The challenges in the future are on the organization of the IT structure that will
support the evolution of the system. The management of the system and the support of
the users are organized in each single hospital, but the evolution of the software
should follow a coherent strategy. The governance of this strategy will be a challenge
for the actual IT group. The analysis of the processes of application management of
the open source world can propose a solution to this problem. In this area the
competences and support of Fondazione Politecnico di Milano will play an important
role. Moreover, spreading the acknowledgement of the solution among the Region,
with positive feedbacks from users, is a unique opportunity to position itself as a
reference product, to offer wider features to customers and to gain the attention of
public Institutions, which could turn to more chances to get involved in funded
research projects.
4 Conclusions
We present the experience of Niguarda as an example of how an open source project
could lead, even in the field of public healthcare, to an approach that supports in an
effective and efficient way clinical and administrative processes, providing healthcare
professionals with useful services and promoting even the redesign of processes. The
case of Clinical Portal in Niguarda hospital is a clear case of use of open source
technologies to deliver a standard, open and flexible Information System which uses
state of the art solutions and reaches top levels of performance and adherence to
users’ needs.

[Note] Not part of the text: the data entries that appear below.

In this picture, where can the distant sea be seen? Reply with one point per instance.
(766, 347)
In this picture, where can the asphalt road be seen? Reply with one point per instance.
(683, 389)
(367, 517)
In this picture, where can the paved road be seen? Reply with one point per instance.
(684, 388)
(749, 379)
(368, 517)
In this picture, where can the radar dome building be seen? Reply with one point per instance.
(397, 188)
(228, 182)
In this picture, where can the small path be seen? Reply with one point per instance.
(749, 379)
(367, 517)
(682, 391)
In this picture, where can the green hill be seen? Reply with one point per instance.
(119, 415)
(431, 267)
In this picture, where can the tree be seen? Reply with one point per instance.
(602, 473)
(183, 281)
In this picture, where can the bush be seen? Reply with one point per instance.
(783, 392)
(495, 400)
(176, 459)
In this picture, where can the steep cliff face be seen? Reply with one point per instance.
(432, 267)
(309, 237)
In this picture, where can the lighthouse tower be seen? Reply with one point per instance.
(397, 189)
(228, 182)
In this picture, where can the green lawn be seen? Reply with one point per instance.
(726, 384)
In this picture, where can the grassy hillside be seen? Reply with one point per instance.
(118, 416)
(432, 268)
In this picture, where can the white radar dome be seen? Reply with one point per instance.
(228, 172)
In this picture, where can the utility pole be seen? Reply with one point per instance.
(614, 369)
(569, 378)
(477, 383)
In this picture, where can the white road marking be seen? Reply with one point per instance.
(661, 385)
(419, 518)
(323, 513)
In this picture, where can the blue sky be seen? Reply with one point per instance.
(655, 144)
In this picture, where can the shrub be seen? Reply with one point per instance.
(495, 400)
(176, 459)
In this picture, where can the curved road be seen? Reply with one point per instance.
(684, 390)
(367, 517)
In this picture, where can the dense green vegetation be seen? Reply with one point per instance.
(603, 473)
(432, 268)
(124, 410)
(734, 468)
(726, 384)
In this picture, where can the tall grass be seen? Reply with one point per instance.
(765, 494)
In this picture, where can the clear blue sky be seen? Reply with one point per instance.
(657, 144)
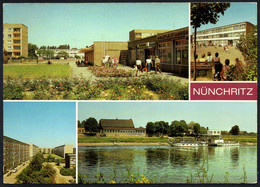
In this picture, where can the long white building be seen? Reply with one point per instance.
(224, 35)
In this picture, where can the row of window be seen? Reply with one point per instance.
(223, 29)
(237, 34)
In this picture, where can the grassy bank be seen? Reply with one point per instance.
(241, 138)
(36, 71)
(90, 139)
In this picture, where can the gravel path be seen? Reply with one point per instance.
(86, 74)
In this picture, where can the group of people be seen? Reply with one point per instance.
(81, 63)
(151, 61)
(107, 61)
(220, 69)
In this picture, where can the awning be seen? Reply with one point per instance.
(84, 50)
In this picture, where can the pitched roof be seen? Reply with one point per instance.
(117, 123)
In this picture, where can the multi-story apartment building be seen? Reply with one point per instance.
(224, 35)
(15, 39)
(46, 150)
(62, 150)
(139, 34)
(14, 153)
(33, 150)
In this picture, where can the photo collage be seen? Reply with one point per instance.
(130, 93)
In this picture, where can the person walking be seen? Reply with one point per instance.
(148, 64)
(115, 61)
(157, 65)
(139, 66)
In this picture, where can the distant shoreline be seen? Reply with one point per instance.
(109, 144)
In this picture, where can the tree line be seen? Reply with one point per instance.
(162, 128)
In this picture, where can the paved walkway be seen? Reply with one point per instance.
(85, 73)
(12, 178)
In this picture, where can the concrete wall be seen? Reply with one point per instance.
(108, 48)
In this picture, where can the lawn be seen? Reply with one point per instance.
(57, 71)
(52, 155)
(93, 139)
(121, 88)
(241, 138)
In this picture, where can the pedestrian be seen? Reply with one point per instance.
(139, 66)
(157, 65)
(109, 62)
(148, 64)
(225, 68)
(209, 57)
(115, 61)
(218, 66)
(203, 59)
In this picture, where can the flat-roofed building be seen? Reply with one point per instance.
(62, 150)
(171, 47)
(95, 53)
(137, 34)
(224, 35)
(46, 150)
(14, 153)
(15, 39)
(120, 127)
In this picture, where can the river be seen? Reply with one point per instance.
(165, 164)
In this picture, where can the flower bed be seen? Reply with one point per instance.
(109, 72)
(131, 88)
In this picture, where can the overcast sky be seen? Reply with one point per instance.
(215, 115)
(79, 24)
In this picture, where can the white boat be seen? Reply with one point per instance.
(188, 144)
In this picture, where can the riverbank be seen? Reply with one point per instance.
(109, 144)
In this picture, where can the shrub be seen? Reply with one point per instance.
(67, 172)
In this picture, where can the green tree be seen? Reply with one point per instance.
(91, 125)
(151, 128)
(196, 129)
(234, 130)
(31, 50)
(63, 54)
(204, 13)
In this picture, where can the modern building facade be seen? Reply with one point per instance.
(46, 150)
(62, 150)
(33, 150)
(137, 34)
(224, 35)
(171, 47)
(15, 39)
(120, 127)
(14, 153)
(95, 53)
(70, 160)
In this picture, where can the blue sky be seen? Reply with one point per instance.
(45, 124)
(215, 115)
(81, 24)
(237, 12)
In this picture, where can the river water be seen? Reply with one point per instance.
(166, 164)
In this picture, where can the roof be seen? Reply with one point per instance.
(117, 123)
(84, 50)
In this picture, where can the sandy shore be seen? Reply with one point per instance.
(140, 144)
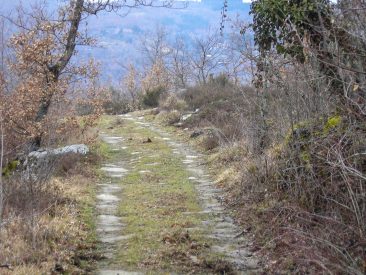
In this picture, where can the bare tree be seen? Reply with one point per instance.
(65, 30)
(179, 65)
(206, 57)
(154, 47)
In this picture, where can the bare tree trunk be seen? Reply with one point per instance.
(56, 69)
(1, 166)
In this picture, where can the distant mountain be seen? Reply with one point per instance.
(119, 36)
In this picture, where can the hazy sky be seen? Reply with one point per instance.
(119, 36)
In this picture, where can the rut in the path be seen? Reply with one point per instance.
(226, 235)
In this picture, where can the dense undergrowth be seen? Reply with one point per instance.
(48, 223)
(296, 184)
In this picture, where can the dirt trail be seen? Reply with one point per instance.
(212, 221)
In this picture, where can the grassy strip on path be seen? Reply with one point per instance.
(156, 206)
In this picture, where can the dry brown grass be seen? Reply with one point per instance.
(56, 232)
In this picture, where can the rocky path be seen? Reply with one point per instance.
(158, 209)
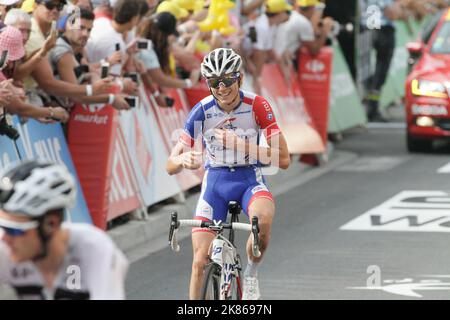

Niguarda’s Portal is conceived as a powerful tool to manage clinical
and administrative processes in the hospital, experienced by the user as a unique
interface also to vertical subsystems in the HIS. It integrates ambulatory and ward
management functionalities, workflow capabilities, a modular and flexible EPR
accessible through different devices (e.g tablet PCs, PDAs..) depending on the actions
to be performed.
The past development of the Portal and its recent migration to a new HL7-J2EE
compliant architecture were the chance to implement also new lean procedures and a
new organization within the ICT Unit in Niguarda. A detailed view of this new
architecture has been provided, highlighting benefits of Niguarda’s open source
strategy and challenges for developers and management.
Moreover, Niguarda is also an example of another important issue related to open
source, that is the reuse of software. In fact, Niguarda, the Istituto Besta in Milan and
Fondazione Politecnico di Milano developed an agreement defining a model to
manage organizational and technological matters related to the porting and the
evolution management of Niguarda’s Portal. Thus, the Besta system leverages the
benefits of the standard solution of Niguarda in a logic of reuse. The benefits, at
economical and intangible level, are also enhanced with a common strategy of
36
technical and functional evolution of the Clinical Portal, shared by the two healthcare
organizations. In this context future enhancement projects - as integration with the
regional system of Personal Health Record, information management in the
neurophysiology units or support of new decision support and data management
functionalities for medical researchers - will be developed by the two hospitals using
the synergies in an optimized way [14]. This proved reuse being a practice with an
increasingly strategic role in public administration and healthcare, as an instrument to
achieve significant savings, to have recourse of process’s models and solutions
already consolidated and share and capitalize experiences. Thus, players of these
areas can focus on projects that have already borne real benefits, avoiding to start ad
hoc projects or programs, motive of wastes and costs.